# Batch Normalization
## Unit Gaussian Activations

So if you really want unit Gaussian activations, you can make them so by applying batch normalization to every layer. Let's consider a batch of activations at some layer, we can make each dimension (denoted by $k$) unit Gaussian by applying: 

$$
\hat{x}^{(k)} = \frac{x^{(k)} - E[x^{(k)}]}{\sqrt{Var[x^{(k)}]}}
$$

Each batch of training example has dimension `D`. Compute the empirical mean and variance independently for each dimension by using all the training data.

For example:

In [10]:
import numpy as np

# We have three training activation examples and each example has a dimension of 3
activations = np.array([[1, 0.9, 1],[1, 1, 1],[1, 1, 0.5]])

print activations.mean(axis=0)
print activations.var(axis=0)

[ 1.          0.96666667  0.83333333]
[ 0.          0.00222222  0.05555556]


Batch normalization is usually inserted after fully connected or convolutional layers and before nonlinearity is applied. For the convolutional layer, we are basically going to have one mean and one standard deviation per activation map that we have. And then we are going to normalize across all of the examples in the batch of data.

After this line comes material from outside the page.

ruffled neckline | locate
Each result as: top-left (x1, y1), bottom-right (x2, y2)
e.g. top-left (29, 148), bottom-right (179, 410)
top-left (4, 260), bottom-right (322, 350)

## Avoid Constraints by Learning

If we have a tanh layer, we don't really want to constraint it to the linear regime. The act of normalization might force us to stay within the center, which is known as the linear regime. We want flexibility so ideally we should learn batch normalization as a paramter of the network. In other words, we should insert a parameter which can be learned to effectively cancel out batch normalization if the network sees fit.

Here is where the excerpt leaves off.